If you are an Africa connoisseur (or if you have followed this blog), you will know that Africa is not a single entity. And neither are African regions: not all countries in one region are the same. This is more obvious in Western Africa where the anglophone/francophone distinction is immediate. It may be less obvious in Eastern Africa where English is predominant. Managers from companies aiming at internationalizing in East Africa need to bear this in mind, and be ready to cope with the challenges.
One Kenyan bank decided to expand to Uganda: it’s a neighboring country., and you can get there in one hour. Before becoming a Pan-African bank, it made sense for them to become an Eastern African one. The bank enjoyed momentum in Kenya, and the management team took for granted that the brand would be embraced by Ugandans with the same enthusiasm as by Kenyans. They acquired a bank in Uganda, taking over 26 branches and opening 18 more in the first year. The new branches were hosted in 3- or 4-floor office buildings.

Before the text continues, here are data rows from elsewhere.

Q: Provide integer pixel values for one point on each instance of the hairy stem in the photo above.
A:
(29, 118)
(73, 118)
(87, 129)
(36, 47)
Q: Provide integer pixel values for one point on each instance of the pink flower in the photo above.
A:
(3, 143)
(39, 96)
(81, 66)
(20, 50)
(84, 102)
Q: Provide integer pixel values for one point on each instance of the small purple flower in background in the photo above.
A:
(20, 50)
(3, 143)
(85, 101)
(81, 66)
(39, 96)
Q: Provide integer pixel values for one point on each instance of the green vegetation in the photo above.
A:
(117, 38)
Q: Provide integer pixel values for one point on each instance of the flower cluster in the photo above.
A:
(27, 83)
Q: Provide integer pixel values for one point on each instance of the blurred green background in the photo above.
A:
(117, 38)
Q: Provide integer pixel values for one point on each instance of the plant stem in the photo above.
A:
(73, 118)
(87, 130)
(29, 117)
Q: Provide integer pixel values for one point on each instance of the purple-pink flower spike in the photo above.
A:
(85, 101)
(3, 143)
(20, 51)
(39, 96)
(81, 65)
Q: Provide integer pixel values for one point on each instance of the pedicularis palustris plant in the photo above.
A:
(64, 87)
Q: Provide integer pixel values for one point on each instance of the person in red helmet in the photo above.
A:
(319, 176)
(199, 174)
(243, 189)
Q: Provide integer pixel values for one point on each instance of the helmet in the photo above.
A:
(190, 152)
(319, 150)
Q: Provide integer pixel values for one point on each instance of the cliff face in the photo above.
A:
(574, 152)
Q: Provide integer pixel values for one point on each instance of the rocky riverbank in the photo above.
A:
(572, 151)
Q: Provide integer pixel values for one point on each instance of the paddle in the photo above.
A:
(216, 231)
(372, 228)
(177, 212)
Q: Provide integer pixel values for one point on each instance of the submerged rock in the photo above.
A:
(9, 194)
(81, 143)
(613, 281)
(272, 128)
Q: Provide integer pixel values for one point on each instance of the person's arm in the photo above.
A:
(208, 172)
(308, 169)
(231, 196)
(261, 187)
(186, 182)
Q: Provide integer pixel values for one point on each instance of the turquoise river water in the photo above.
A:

It turned out they didn’t have the success they had expected. What did they learn from the Uganda experience?:
- the regulatory framework for the banking industry in Uganda was very different from that of Kenya: Uganda’s regulations are very strict;
- local connections (with the regulators, the Central Bank, etc.) are of paramount importance: the local team of the acquired bank was very well connected, but as they felt threatened those connections backfired for the Kenyan bank;
- anything coming from Kenya is seen as an imposition in other Eastern African countries: you need to be careful and introduce yourself as a local brand.
They learned these lessons and took a different approach to enter Tanzania: they studied the regulatory framework extensively; they were aware not to create a divide between Kenyans and Tanzanians in the team; the ‘face’ of the bank is formed by locals, and with local networks. Overall, they took a more cautious approach to expansion. opening only five branches, in low-rise offices. As a result, the Tanzanian operation was the first international subsidiary to break even in one year.
Have you had any related experiences with international expansion?
Yes, I did. I had different experiences establishing Spanish subsidiaries in different countries and continents along my career. I always discussed about leading those companies with natives or expatriating managers. I consider that all mistrust some times can generate new people with different cultures and approach, it is highly compensated with the return they can deliver as connoisseurs of their countries, laws, legislation and markets. As Kenyans are seen, some other nationalities can be seen as well in other countries as invaders or can be tied with historic facts. So, let’s allow local people to manage businesses with the support of “invaders”.
Indeed locals know much better their environments than expats do, and they are better welcome by customers, employees, etc.
The challenge with this option is to make sure they embrace the corporate culture: spending some time at headquarters may help here.
Thanks for your contributions to the blog, Jose Pedro!